James Park, president of Colortek Image Shop (with four NYC minilabs), is a businessman first and foremost. "I didn't come into this business because I love photo-I came into it to make money," he admits. James enjoys what he does, and even though there has been a downturn from the heyday of one-hour processing, the business still makes him money "and gives me a good life," he says.
James is constantly on the lookout for new opportunities, products, and services he can add into his existing business. Last year, Colortek (which has been in business for 17 years) added gifting; this year it was custom mat-cutting and framing; in the future, he plans on incorporating photobooks into his repertoire. "For me, it's not a big deal to spend $60,000 on a digital printing press-I can split the cost between my stores," he explains.
Colortek offers a large selection of albums and frames, some digital media, film, and one-time-use cameras. James has also recently added a variety of camera and computer bags, which are selling well. The bags aren't traditional-looking camera or computer cases, either-they're stylish, hip, and fresh; brands include Kipling, Manhattan Portage, Crumpler, and Baggallini. "As customers requested new bag lines, we added them," he says.
This new vision of the photo business-evolving as the industry and his customers' needs change-is what makes Colortek successful. Adding profitable items, while discontinuing slow SKUs, has been the key for James, as well as for many other dealers across the country. To this end, James spends a couple of hours daily on the web, searching for new products and services that will appeal to his customer base. "You can't get excited about one item anymore," he says. It used to be that retailers could rely on one item to be the panacea that brought in business-but that's now a thing of the past.
The Gifting King
Those in the industry who know the extent of photo gifting that Colortek offers its customers fondly call James Park the "Gifting King." Colortek currently offers 60 different gifting items. "That's a lot," James says. "With the two different presses [I have], I can do 200 different items if I want to."
One of the reasons behind the decision to do the gifting in-house is for quality control. James says he likes to be able to do the work himself, because he knows his customers are getting the best-quality items available. Also, he's confident taking in large orders and/or rush orders, because he knows what it takes to get the work done in the time required. "I can control my own destiny with my customers, so they're happy," he explains. Plus, Colortek offers a 100% money-back guarantee.

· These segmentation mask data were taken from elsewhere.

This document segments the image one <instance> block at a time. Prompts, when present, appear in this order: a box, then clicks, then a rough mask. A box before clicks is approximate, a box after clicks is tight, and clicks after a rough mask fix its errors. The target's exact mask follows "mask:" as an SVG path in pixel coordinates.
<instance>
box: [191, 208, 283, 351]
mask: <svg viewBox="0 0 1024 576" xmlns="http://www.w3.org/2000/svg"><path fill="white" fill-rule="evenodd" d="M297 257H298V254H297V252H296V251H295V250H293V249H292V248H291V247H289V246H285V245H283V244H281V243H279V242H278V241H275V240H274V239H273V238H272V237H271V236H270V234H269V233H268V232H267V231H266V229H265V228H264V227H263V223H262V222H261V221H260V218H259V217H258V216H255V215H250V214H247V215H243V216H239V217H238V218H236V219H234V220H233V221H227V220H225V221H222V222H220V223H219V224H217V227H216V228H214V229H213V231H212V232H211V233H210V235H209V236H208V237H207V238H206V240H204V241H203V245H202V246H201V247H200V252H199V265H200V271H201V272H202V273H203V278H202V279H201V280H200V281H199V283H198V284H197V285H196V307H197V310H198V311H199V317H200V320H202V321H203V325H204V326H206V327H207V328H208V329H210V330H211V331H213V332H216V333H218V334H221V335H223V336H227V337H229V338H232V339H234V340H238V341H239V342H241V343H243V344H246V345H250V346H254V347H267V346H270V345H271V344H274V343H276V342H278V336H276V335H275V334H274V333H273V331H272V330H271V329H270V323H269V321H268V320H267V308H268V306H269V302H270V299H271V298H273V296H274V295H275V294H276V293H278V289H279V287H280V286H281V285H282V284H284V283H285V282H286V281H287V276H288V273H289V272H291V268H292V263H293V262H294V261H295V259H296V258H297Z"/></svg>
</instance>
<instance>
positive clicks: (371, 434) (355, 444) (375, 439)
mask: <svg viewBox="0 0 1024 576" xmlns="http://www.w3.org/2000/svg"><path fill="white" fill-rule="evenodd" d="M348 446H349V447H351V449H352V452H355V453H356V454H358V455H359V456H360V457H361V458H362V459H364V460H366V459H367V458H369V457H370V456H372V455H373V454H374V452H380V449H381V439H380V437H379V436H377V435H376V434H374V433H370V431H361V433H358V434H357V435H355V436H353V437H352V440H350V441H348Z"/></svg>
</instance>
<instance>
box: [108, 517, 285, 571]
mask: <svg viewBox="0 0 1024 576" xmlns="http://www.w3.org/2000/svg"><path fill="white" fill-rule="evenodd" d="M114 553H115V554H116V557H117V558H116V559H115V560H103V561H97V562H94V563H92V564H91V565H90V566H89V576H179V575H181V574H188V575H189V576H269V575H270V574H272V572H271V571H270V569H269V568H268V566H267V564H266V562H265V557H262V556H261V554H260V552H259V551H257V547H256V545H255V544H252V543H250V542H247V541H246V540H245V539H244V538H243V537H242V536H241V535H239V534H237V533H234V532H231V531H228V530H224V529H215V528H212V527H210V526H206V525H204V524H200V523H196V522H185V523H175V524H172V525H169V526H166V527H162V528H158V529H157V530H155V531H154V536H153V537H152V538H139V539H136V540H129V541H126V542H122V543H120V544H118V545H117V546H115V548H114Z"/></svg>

"I wanted to go with one supplier who could get me all the equipment and supplies that I needed," he continues. "I went with a sublimation system because it offers the best quality." Working with Condé, he purchased only the equipment he needed. Colortek already did some gifting in-house when the decision was made to expand the stores' offerings; James was able to use the heat press he already had in place. He bought a new mug press, and he outputs on an Epson inkjet printer that's been converted for sublimation inks. All totaled, he spent about $6,000 on equipment and $3,000 on supplies to get started with. All gifting is done in the 400-square-foot 47th Street store.
"Since day one, there isn't a day that goes by that we don't take in at least one gift order," he says. In addition to the retail sales, Colortek also wholesales out work to other area businesses. "Originally I thought it would take too much time, but it doesn't," he says.
James is a proponent of gifting as a new revenue stream. He recently spoke to other retailers about Colortek's gifting and art offerings at a meeting of the local NY/NJ Metro division of PMA. "I really think everybody should do photo gifts," he adds.
The trick to selling photo gifts and photo art is creating excitement, according to James. You've got to get your staff excited, training them to talk up the products-not just answering questions, but "selling" them on all the things they can do with their photos. Getting your customers excited is easy when you and your staff are excited.
You also have to display the products. Each of the four Colortek stores has a display window full of personalized photo gift and art samples. The window displays are changed monthly-switching the samples on display in one store with the samples in another store-so consumers walking past see fresh new products (with the perception that new ones are being added constantly).
Framed and Unframed Photo Art
Another recent addition to the personalized products that Colortek offers is the photo-art items. These include pop art, cartoon, watercolor, oil painting, and pastel treatments to photographs. "I don't have to stock anything," says James. "All I need is a sample, and I can sell it and make a profit." He has examples in each store, but he outsources the work. James explains the procedure: take an order, send a digital image file to DigitalCustom (the company that does the actual artwork), and wait for the completed file to be emailed back to Colortek; when he receives the file, James and his staff then output the photo art on an Epson 9800 wide-format printer (which he says is a money-making machine), mount it, and (if desired by the customer) mat and frame the finished product. The turnaround time is less than a week.
Customer response to the personalized photo art is extremely positive. "People love it," James says. He notes that people often stop and look at the displays in the windows. (Ed. note: which we saw firsthand when we visited him for this interview.)
Colortek brought in pop art in the summer of 2006. That Christmas, the stores took in more than 300 orders. Then cartoons were added, and later, the painting treatments. James says that each holiday brings a jump in orders-Valentine's Day, Mother's Day, etc.-and he's also begun taking in corporate orders.